Even a company that already has a number of people devoted to different pieces of the compliance puzzle, with strong legal and financial functions, can benefit from assigning one person to the role of top cop. “When a person in that situation says they don’t see the need for a chief compliance officer, what they’re really saying is that the costs outweigh the benefits because they’re getting sufficient coverage from other functions,” Winer says. “If I could demonstrate, which I think I could at many companies, that costs would not be significantly greater because you would be investing this officer with functions previously served by others, freeing them to do their jobs better, I think I can change the equation.” Winer adds that by having a chief compliance officer whose sole obligation is to ensure compliance, and who isn’t part of the group that has to demonstrate it has complied, a company avoids a potential conflict of interest. In that situation, “the chief compliance officer is not doing the act required by the rules or regulations,” he says, “so I think he or she brings a little more clarity and less bias to the function.”

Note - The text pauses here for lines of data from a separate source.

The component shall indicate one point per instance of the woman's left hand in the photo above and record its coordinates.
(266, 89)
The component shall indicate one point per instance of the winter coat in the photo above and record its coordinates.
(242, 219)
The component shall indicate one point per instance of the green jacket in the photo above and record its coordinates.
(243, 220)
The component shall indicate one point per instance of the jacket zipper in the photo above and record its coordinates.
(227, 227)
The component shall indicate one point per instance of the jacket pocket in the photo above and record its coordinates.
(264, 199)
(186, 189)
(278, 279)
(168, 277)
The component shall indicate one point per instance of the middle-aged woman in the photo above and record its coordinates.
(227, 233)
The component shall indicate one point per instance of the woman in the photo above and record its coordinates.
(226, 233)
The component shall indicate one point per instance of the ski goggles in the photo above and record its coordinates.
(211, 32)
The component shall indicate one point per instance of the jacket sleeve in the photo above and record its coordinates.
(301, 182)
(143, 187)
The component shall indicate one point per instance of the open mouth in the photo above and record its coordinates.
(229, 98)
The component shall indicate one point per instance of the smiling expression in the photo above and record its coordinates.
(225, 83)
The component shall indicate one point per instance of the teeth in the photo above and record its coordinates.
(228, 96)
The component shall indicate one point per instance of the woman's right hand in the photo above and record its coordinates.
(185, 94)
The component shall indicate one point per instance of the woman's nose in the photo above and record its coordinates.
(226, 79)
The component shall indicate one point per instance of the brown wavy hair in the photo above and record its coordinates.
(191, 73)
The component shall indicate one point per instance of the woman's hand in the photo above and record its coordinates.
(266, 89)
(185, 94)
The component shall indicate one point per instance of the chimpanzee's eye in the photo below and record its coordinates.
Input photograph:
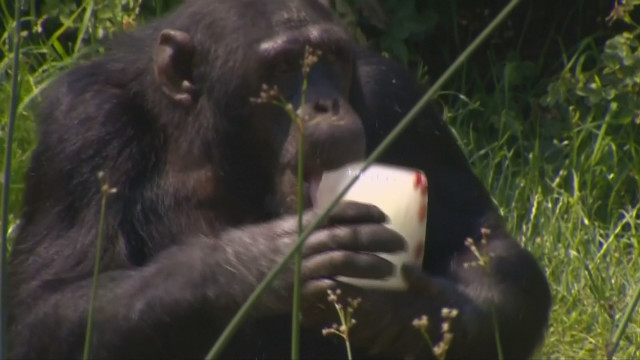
(286, 66)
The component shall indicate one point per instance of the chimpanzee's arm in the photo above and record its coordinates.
(178, 303)
(510, 291)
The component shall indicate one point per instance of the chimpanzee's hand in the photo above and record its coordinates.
(344, 245)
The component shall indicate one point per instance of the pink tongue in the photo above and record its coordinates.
(314, 183)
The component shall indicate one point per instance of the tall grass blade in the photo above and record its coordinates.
(96, 267)
(13, 107)
(626, 318)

That largely describes the compliance model at pharmaceuticals maker Lilly, which late last year tapped Lori Queisser, then the company’s general auditor, to fill the newly created post of vice president and chief compliance officer. She oversees the company’s new general auditor and its chief accounting officer, plus the activities of numerous other compliance personnel in areas like manufacturing-quality assurance and control, promotional practices, and corporate audit and consulting. “I am not accountable for substantive compliance; that’s a line management responsibility,” Queisser says. “What I’m accountable for is ensuring we have good compliance programs.”

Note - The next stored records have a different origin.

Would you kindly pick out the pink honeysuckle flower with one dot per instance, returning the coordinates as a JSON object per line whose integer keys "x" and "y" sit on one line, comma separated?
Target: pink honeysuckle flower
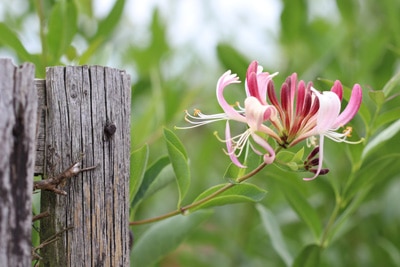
{"x": 253, "y": 114}
{"x": 302, "y": 113}
{"x": 329, "y": 118}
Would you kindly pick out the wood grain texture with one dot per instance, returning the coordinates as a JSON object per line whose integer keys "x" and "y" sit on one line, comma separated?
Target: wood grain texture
{"x": 81, "y": 102}
{"x": 18, "y": 105}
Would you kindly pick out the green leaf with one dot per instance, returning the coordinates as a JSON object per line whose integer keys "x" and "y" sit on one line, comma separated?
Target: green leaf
{"x": 383, "y": 136}
{"x": 179, "y": 161}
{"x": 109, "y": 23}
{"x": 174, "y": 140}
{"x": 232, "y": 59}
{"x": 62, "y": 29}
{"x": 347, "y": 9}
{"x": 163, "y": 237}
{"x": 377, "y": 96}
{"x": 305, "y": 211}
{"x": 10, "y": 38}
{"x": 308, "y": 257}
{"x": 138, "y": 166}
{"x": 236, "y": 194}
{"x": 391, "y": 84}
{"x": 149, "y": 179}
{"x": 373, "y": 172}
{"x": 387, "y": 117}
{"x": 301, "y": 206}
{"x": 293, "y": 20}
{"x": 271, "y": 226}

Appointing a chief compliance officer is, of course, no assurance that a company won’t get lost among the ever-multiplying rules and regulations that govern business activity in the 21st century—just as Enron Corp.’s code of ethics failed to make Enron ethical. But it might help. For large companies with complex operating structures, it could be viewed as cheap insurance. More important, if done right, it can send a message to investors that a company is serious about meeting its governance responsibilities.